Even if you practice good sleep hygiene every night, allergies can often wreck your ability to sleep. According to Carolina Asthma, 90% of people with allergies have trouble sleeping. Your favorite antihistamine might help you forget your allergies during the daytime, but nighttime seems to bring on more sneezing, congestion, itchy throat, and watery eyes.

Your allergies could seem worse at night for a few reasons. When you think about it, lying down moves all that gunk from your nasal passages into your throat. That could have you tossing and turning as you try to breathe freely. People who are allergic to dust mites might have more intense symptoms at night, since the bedroom is the favorite place for dust mites to live. If mold causes an allergic reaction, you could have household mold hiding in places around your bed — particularly if your bed is near a bathroom with little ventilation. Pollen from the outdoors typically triggers seasonal allergies, but you could be bringing them into your home through your clothing, hair, and skin. That same pollen could wind up in your bedding, giving you no relief from your allergies as you try to sleep.

Other causes of nighttime allergies

You love your pet, and your pet loves you, but sleeping with your beloved creature could also trigger your allergies. You could also be allergic to the dander on your pet — so if your dog or cat naps on your pillow during the day, it could cause watery eyes and wheezing at night. Your pets also bring all kinds of pollen into your home through their paws and fur.

If you live in the city, the American College of Allergy, Asthma, and Immunology says that up to 98% of homes could have cockroaches. The saliva, feces, and body parts they tend to leave around your house could trigger your allergies

Your breathing patterns at night can also exacerbate symptoms. If your allergies make it difficult to breathe through your nose, at night you may end up breathing more through your mouth. Because your nose works to filter the air you breathe, breathing more through your mouth means more allergens entering your throat and lungs.
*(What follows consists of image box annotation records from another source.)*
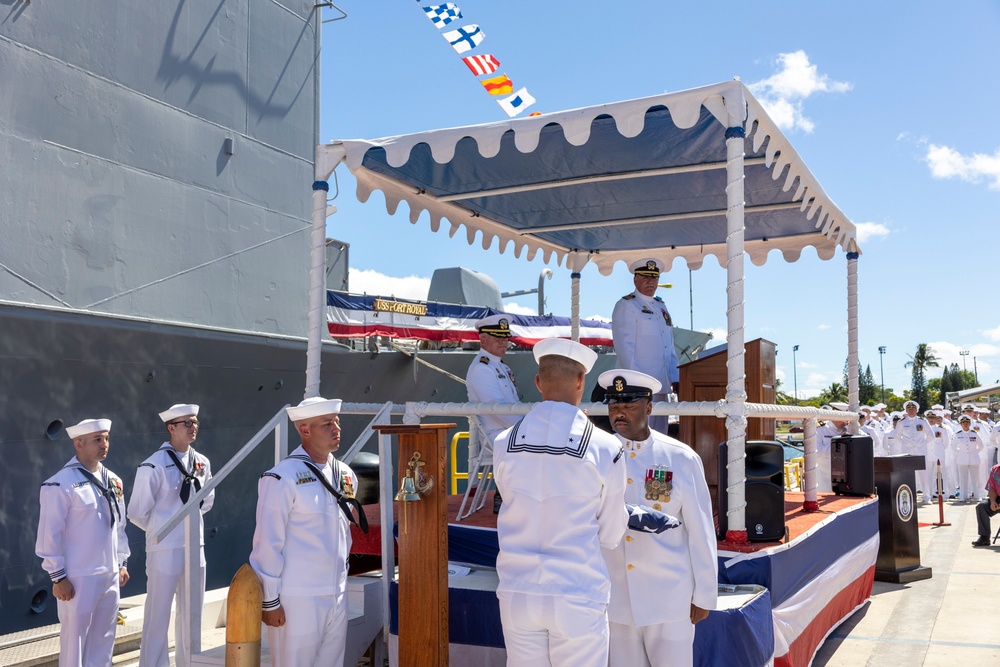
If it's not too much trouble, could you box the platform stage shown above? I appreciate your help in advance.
[351,492,879,667]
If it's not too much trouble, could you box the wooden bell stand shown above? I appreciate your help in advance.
[372,424,455,667]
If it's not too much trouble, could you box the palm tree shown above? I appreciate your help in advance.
[903,343,939,408]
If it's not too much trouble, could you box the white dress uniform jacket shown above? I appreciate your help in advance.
[35,456,129,666]
[604,431,719,628]
[128,442,215,667]
[128,442,215,553]
[816,422,845,493]
[493,401,628,604]
[250,447,358,667]
[611,290,680,392]
[465,350,521,451]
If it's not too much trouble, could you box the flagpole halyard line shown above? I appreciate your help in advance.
[518,202,799,236]
[437,157,766,202]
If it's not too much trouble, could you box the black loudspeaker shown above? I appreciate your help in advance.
[746,440,785,542]
[718,440,785,542]
[830,435,875,496]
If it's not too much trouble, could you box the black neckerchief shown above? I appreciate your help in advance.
[164,447,205,508]
[74,465,122,528]
[289,456,368,535]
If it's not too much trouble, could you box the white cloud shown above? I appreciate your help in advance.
[347,268,431,301]
[924,144,1000,190]
[854,222,889,244]
[747,51,853,133]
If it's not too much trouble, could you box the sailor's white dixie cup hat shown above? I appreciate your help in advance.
[66,419,111,440]
[476,313,510,338]
[285,396,343,422]
[628,257,663,276]
[532,338,597,373]
[160,403,200,424]
[597,368,663,402]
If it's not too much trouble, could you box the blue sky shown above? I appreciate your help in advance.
[320,0,1000,397]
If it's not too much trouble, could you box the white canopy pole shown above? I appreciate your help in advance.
[726,94,747,543]
[303,144,344,398]
[566,250,590,343]
[847,252,861,434]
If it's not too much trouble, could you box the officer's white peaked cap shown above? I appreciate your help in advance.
[66,419,111,440]
[160,403,199,424]
[285,396,343,422]
[533,338,597,373]
[597,368,663,394]
[628,257,663,276]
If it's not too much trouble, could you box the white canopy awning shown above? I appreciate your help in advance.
[328,81,858,275]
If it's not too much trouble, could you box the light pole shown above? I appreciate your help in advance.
[792,345,799,405]
[878,345,885,403]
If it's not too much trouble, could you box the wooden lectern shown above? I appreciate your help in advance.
[677,338,775,504]
[372,424,455,667]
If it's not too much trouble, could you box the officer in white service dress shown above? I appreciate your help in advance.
[128,403,215,667]
[598,369,719,667]
[951,413,986,500]
[35,419,129,667]
[816,403,847,493]
[250,397,368,667]
[894,401,937,503]
[611,259,680,433]
[493,338,628,667]
[465,314,521,486]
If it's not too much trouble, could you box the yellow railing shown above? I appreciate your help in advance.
[785,456,806,491]
[448,431,493,496]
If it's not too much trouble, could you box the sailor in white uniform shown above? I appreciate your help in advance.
[925,409,956,498]
[35,419,129,667]
[598,369,719,667]
[816,403,847,493]
[465,314,521,486]
[250,397,368,667]
[493,338,628,667]
[128,403,215,667]
[893,401,937,502]
[611,259,680,433]
[951,413,985,500]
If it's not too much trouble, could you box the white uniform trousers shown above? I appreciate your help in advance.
[608,619,694,667]
[497,592,608,667]
[958,463,984,500]
[139,548,205,667]
[56,572,119,667]
[267,594,347,667]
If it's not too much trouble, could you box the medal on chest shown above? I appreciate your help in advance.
[646,466,674,503]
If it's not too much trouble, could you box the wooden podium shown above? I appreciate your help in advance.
[678,338,775,505]
[372,424,455,667]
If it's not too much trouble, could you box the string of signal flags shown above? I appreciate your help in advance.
[417,0,541,118]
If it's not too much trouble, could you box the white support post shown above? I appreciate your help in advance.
[847,252,861,435]
[378,426,396,644]
[802,417,819,511]
[303,144,345,398]
[726,95,747,542]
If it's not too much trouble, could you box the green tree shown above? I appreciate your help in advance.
[858,364,880,405]
[903,343,938,409]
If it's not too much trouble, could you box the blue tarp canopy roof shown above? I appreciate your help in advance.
[330,81,858,275]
And just as your sleep follows a circadian rhythm, so do your allergies. The hormones that regulate your allergies tend to be lowest when you're in your deep sleep stage.
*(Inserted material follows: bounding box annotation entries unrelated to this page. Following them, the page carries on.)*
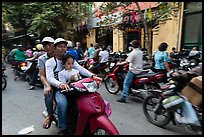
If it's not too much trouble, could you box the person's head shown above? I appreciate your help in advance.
[76,42,80,47]
[130,40,140,48]
[41,37,54,55]
[158,42,168,51]
[172,47,176,51]
[67,40,73,49]
[102,45,106,51]
[18,45,24,51]
[35,44,44,51]
[94,43,100,49]
[192,47,197,51]
[62,54,74,70]
[54,38,67,57]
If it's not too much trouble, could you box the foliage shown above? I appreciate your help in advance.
[2,2,91,36]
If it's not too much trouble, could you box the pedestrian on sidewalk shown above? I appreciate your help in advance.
[116,40,143,103]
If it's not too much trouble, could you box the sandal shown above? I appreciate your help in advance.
[43,115,54,129]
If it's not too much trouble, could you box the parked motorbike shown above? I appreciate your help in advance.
[2,62,7,90]
[43,78,119,135]
[104,64,164,99]
[143,74,202,134]
[14,61,27,81]
[21,59,43,86]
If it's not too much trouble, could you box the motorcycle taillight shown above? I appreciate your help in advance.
[20,62,27,67]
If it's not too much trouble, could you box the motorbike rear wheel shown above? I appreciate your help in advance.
[143,95,171,127]
[93,129,110,135]
[104,77,119,94]
[2,76,7,90]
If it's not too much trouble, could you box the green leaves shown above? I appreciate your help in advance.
[2,2,91,38]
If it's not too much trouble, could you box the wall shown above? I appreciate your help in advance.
[113,29,125,52]
[152,2,183,52]
[86,29,96,48]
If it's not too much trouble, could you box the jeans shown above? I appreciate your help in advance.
[44,93,54,115]
[121,71,136,100]
[55,90,68,131]
[31,68,39,86]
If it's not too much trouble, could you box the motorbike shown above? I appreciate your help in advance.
[104,64,164,99]
[21,59,43,86]
[143,74,202,134]
[43,78,119,135]
[2,62,7,90]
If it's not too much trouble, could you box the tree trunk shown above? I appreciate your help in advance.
[135,2,152,59]
[62,21,68,40]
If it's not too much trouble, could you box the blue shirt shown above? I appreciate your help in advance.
[65,49,78,62]
[154,51,169,69]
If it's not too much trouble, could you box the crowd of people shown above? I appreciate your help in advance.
[3,37,202,134]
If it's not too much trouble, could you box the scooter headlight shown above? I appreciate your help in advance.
[20,62,27,67]
[82,81,99,92]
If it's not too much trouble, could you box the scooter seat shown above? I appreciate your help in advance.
[135,72,160,79]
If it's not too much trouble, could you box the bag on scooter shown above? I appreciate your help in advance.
[162,96,184,111]
[104,100,112,117]
[175,100,200,126]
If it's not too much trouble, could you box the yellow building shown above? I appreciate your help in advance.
[87,2,202,52]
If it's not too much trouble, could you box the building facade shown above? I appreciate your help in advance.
[87,2,202,53]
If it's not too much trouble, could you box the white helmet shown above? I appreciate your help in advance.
[41,37,55,44]
[67,40,73,48]
[36,44,44,50]
[54,38,68,46]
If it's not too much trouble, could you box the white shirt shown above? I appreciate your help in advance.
[98,50,109,63]
[189,50,199,56]
[126,48,143,74]
[58,69,79,83]
[45,57,94,88]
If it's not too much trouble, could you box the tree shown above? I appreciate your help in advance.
[2,2,41,45]
[2,2,91,39]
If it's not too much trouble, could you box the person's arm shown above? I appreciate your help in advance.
[58,71,67,83]
[164,53,170,72]
[45,58,62,87]
[74,61,94,77]
[116,60,129,66]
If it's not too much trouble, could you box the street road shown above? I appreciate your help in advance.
[2,65,196,135]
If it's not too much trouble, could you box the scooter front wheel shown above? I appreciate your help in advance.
[93,129,111,135]
[2,76,7,90]
[104,77,119,94]
[143,95,171,127]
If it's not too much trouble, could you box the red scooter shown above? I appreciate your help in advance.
[43,78,119,135]
[104,64,164,99]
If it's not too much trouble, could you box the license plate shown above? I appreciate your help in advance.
[105,68,110,72]
[110,63,115,67]
[21,66,27,70]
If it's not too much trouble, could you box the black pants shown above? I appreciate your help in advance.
[92,62,106,74]
[31,68,39,86]
[154,69,167,83]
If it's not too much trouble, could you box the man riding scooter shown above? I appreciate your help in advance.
[45,38,101,135]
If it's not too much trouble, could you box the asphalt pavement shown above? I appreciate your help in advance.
[2,64,196,135]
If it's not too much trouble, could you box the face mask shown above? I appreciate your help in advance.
[128,47,132,51]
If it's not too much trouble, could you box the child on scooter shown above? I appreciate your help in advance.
[58,55,81,84]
How to reduce nighttime allergies

You can minimize some of your allergies at night by making a few changes. MedicineNet suggests a good cleaning of your bedroom by wiping down all surfaces, paying attention to any areas that might have mold. Removing carpeting can rid your home of allergens and mold. But if you do choose to keep your carpeting, be sure to clean it often. Consider allergy-free bedding and pillows and cover your bedding and mattresses with dust mite covers. Using a HEPA air filter can help clean some of the air in your bedroom. You should also wash your bedsheets and pillowcases each week in 130-degree temperature water to kill dust mites (via Carolina Asthma). If you know your dwelling is prone to cockroaches, have an exterminator identify any areas where they might be coming into your home.
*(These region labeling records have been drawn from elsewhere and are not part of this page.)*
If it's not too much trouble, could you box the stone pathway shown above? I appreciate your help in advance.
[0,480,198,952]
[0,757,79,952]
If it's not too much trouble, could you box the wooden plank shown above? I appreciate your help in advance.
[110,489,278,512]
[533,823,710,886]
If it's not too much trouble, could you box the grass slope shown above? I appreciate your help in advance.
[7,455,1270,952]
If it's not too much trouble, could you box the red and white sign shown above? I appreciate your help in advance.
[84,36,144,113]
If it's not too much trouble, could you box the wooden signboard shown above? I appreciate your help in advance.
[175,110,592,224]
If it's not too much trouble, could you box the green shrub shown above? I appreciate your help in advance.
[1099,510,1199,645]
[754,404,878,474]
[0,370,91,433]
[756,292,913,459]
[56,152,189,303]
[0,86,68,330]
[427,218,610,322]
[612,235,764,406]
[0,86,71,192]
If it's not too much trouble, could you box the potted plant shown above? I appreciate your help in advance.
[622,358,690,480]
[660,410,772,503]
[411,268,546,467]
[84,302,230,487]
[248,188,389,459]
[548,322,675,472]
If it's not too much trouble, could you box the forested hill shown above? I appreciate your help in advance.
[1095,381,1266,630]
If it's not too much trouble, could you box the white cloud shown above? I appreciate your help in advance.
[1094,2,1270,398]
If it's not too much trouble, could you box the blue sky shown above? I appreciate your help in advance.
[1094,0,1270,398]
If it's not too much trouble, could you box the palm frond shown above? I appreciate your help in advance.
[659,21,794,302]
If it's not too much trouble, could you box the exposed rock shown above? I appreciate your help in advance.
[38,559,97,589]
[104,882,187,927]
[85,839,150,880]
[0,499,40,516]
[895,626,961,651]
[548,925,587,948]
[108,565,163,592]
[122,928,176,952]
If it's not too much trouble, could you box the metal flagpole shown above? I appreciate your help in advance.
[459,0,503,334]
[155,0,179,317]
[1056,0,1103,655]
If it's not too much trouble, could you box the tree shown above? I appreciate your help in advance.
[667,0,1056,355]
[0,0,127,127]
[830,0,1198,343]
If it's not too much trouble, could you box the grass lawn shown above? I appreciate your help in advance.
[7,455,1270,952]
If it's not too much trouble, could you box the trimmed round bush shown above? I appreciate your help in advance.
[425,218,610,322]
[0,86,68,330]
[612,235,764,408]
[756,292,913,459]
When pollen levels are high, take a shower before bedtime and keep your outdoor clothes away from your bedroom. Although it's often peaceful to sleep with a nice breeze coming through your window, this also brings pollen into your home. Shutting the windows at night will prevent these allergens in your home, particularly in the early morning when their levels are highest. Finally, keeping your beloved pet away from your bed might be difficult, but it might help ease those allergies at night.